Hablar de Cinema Paradiso (1988) supone hablar de la vida misma, del crecimiento personal y del ser humano. Es imposible no reir y llorar durante su proyección, haciéndose indispensable intentar definirla con la única palabra que le hace justicia: entrañable. Es un cine para todos, hecho desde la emoción y desde los recuerdos felices de la infancia. El paso de la vida como recurso literario, que hila el argumento de principio a fin.

Porque cada personaje es entrañable. Cada risa de Totó, cada paso que el niño (o joven) da durante la historia, sirve para ahondar en el corazón del espectador. El loco de la plaza, el rico del pueblo, la madre o el cinematógrafo. Éste último en especial. Ese cinematógrafo ciego que sigue viendo el mundo a través de las frases de las películas que proyectó a lo largo de su vida.

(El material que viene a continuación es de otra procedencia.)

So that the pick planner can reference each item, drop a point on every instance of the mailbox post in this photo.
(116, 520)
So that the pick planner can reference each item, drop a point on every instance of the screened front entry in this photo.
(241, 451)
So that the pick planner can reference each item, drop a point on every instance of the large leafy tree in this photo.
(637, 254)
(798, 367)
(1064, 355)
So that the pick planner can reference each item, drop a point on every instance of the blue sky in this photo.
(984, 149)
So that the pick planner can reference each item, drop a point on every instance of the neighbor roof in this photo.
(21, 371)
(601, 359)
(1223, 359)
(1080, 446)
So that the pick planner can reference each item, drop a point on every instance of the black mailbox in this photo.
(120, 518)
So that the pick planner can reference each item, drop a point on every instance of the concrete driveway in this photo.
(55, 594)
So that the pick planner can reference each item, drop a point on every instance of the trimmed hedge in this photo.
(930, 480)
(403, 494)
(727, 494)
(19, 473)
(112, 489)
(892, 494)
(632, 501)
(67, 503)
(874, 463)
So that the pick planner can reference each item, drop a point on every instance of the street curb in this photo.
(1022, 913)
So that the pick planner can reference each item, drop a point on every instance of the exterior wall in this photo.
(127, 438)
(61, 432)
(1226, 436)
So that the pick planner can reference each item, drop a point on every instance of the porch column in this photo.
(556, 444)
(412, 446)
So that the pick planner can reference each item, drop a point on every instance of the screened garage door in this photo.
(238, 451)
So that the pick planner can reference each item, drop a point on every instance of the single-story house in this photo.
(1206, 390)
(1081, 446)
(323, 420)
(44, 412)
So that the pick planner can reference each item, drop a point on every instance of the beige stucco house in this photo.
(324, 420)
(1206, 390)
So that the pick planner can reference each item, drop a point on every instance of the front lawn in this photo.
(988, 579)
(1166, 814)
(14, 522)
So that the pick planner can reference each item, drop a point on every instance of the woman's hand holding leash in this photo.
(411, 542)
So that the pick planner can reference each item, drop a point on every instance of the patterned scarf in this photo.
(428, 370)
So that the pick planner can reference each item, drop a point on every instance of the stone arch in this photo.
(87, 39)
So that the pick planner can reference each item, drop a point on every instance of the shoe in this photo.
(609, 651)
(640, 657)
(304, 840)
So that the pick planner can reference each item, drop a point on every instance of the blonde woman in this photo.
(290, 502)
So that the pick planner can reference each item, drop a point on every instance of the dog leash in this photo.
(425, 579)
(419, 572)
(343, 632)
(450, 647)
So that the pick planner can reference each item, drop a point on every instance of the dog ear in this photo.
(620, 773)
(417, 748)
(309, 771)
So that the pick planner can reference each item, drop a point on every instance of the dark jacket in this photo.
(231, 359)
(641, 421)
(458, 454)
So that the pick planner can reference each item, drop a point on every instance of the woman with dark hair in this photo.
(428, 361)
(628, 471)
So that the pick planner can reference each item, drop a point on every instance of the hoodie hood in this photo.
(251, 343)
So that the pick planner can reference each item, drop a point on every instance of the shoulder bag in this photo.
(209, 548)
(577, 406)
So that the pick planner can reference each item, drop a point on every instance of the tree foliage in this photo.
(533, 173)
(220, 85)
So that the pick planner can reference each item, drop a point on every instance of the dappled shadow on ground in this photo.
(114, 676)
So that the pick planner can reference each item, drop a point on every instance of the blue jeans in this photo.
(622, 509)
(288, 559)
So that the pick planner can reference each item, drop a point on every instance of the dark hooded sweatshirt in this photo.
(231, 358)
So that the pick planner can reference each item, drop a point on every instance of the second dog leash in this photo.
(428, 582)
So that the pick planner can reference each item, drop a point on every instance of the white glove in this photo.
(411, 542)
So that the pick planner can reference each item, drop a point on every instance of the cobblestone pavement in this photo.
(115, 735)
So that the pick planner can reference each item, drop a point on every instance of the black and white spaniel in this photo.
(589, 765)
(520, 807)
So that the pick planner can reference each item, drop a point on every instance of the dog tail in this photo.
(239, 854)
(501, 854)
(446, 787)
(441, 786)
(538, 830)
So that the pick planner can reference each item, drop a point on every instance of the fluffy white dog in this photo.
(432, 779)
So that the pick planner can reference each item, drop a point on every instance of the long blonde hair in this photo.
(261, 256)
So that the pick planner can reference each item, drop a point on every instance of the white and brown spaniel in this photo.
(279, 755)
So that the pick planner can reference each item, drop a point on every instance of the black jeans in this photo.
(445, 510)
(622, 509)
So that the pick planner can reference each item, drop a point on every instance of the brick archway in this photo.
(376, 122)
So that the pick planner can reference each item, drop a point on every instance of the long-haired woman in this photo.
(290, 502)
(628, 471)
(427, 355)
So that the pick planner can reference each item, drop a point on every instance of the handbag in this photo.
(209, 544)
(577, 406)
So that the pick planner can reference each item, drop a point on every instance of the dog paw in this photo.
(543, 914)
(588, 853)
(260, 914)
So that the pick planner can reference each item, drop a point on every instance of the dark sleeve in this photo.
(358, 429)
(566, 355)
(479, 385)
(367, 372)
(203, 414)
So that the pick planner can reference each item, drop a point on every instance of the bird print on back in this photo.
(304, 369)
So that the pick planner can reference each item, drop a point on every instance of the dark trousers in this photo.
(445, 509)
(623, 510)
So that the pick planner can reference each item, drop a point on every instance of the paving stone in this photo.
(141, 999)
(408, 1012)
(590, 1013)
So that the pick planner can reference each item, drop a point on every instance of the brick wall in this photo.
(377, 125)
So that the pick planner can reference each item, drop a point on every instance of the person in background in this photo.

Porque la escena final es entrañable. Donde el protagonista, exitoso director, rememora a través de los recortes de celuloide, pegados y unidos con celofán, el film de su existencia. Porque los pecados, besos y sexo, censurados por el cura representan la conciencia de una época y su evolución. O porque Morricone acompaña la historia.

Y, sobretodo, porque cada fotograma es un auténtico homenaje al séptimo arte. Por todo ello sólo se puede concebir concebir esta obra como un auténtico poema: una oda a la cine.